A longtime leader of the state’s economic development efforts will now take over the role in Lawrence, officials from the Lawrence chamber of commerce announced Friday.
Steve Kelly, the deputy secretary of the Kansas Department of Commerce and director of business and community development, has agreed to leave the Department of Commerce and take over Lawrence’s economic development program. He is expected to begin in early January as vice president of economic development with The Chamber and the Economic Development Corporation of Lawrence and Douglas County.
Although Kelly works in Topeka, he has lived in Lawrence for nearly 30 years, Larry McElwain, president and CEO of The Chamber said.

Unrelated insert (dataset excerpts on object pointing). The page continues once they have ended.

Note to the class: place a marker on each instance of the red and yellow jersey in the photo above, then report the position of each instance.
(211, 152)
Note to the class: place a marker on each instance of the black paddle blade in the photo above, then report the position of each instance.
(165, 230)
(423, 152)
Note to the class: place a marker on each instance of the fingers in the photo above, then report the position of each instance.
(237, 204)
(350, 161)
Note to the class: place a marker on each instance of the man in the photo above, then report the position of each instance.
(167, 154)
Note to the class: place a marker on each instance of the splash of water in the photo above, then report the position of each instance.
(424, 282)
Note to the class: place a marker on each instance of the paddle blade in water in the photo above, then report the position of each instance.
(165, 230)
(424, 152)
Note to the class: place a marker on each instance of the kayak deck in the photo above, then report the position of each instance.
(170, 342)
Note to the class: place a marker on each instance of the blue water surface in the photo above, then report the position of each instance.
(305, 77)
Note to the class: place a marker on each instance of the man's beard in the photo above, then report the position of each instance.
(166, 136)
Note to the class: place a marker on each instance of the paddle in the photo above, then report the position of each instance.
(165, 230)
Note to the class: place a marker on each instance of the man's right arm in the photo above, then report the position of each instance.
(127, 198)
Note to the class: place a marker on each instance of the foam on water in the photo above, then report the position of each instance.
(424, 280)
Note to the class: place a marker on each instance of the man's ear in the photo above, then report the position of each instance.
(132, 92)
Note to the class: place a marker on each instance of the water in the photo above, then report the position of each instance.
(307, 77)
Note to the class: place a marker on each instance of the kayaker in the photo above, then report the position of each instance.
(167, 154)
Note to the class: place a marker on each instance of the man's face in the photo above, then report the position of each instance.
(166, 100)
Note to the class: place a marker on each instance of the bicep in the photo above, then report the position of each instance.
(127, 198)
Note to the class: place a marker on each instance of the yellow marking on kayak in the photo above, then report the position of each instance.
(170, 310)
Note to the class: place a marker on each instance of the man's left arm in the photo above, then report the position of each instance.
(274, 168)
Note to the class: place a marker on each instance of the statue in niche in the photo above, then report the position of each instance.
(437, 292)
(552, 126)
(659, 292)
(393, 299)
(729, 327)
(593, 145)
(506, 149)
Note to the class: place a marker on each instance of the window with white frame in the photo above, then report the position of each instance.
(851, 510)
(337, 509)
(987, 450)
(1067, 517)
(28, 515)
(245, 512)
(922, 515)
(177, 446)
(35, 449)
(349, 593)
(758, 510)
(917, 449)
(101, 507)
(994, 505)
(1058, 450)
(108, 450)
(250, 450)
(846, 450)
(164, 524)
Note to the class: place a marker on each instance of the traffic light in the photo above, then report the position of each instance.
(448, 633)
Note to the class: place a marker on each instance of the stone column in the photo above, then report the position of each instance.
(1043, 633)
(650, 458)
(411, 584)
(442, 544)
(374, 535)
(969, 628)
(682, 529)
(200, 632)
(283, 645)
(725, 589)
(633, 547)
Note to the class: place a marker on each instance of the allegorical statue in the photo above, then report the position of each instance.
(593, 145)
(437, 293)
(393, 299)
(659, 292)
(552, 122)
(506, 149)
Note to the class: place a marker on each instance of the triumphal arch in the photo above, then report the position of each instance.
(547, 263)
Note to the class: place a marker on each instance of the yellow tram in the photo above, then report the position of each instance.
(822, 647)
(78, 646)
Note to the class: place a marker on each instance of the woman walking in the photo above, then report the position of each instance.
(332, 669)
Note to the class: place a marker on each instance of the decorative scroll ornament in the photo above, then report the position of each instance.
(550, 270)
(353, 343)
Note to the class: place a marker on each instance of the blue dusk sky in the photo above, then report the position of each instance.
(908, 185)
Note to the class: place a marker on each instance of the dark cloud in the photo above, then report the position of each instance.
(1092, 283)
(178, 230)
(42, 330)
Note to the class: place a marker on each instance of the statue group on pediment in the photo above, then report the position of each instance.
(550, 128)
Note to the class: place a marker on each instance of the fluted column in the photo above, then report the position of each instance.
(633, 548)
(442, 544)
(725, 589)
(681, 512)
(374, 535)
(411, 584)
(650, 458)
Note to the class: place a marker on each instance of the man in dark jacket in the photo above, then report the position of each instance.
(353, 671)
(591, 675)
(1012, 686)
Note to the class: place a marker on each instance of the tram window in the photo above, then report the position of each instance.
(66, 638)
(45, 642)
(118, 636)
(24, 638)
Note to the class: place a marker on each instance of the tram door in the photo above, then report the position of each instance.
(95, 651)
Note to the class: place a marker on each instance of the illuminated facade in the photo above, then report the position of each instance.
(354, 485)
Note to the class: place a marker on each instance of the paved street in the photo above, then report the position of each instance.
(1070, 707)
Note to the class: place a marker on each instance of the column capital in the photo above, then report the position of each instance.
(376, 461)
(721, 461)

“We just know that we needed somebody who was high quality and we needed somebody who was very well experienced, and it just happened that person was on our doorstep,” McElwain said. “It finally dawned on us that we needed to approach him.”
In his position with the Department of Commerce, Kelly has played key roles in drawing major business projects to the state.
“I am very pleased to have this opportunity to be part of the team working to grow the Lawrence economy,” Kelly said in a press release. “Having lived here for nearly 30 years, I know Lawrence is a great community with unique assets and economic opportunities. I am very excited that I will now be collaborating with so many wonderful partners to realize those opportunities.”
Local leaders said Kelly’s experience in the economic development field and knowledge of the area stood out.
“We are elated to have someone who knows how to use all of the tools of economic development,” said Cal Karlin, chair of The Chamber’s board of directors. “That fact that he is a Lawrencian means that he can better get our message out about what a great place this is to live and to do business.”
McElwain said Kelly brings relationships in the economic development world that the Lawrence chamber currently is lacking.
“We have listened to our critics,” McElwain said. “(One of) two things we were being critiqued pretty hard on is having professional economic developers. All of us on staff are learning those skills, but when you can hire somebody with the experience already in place, that is a premium that you go after.”
McElwain said the other item The Chamber has been criticized for is its funding agreement with the city of Lawrence. McElwain said a revised funding agreement is being submitted to city commissioners on Tuesday. That agreement will call for, among other items, the segregation of city funding for economic development and general Chamber funds, as well as a new requirement that any remaining economic development funds be rolled over from year to year, according to a city memo on the proposed agreement.
McElwain said he believes the proposed changes will answer the requests for more transparency in the city’s funding of economic development. He also said a similar agreement likely will be reached with the county, which also provides funding for economic development operations.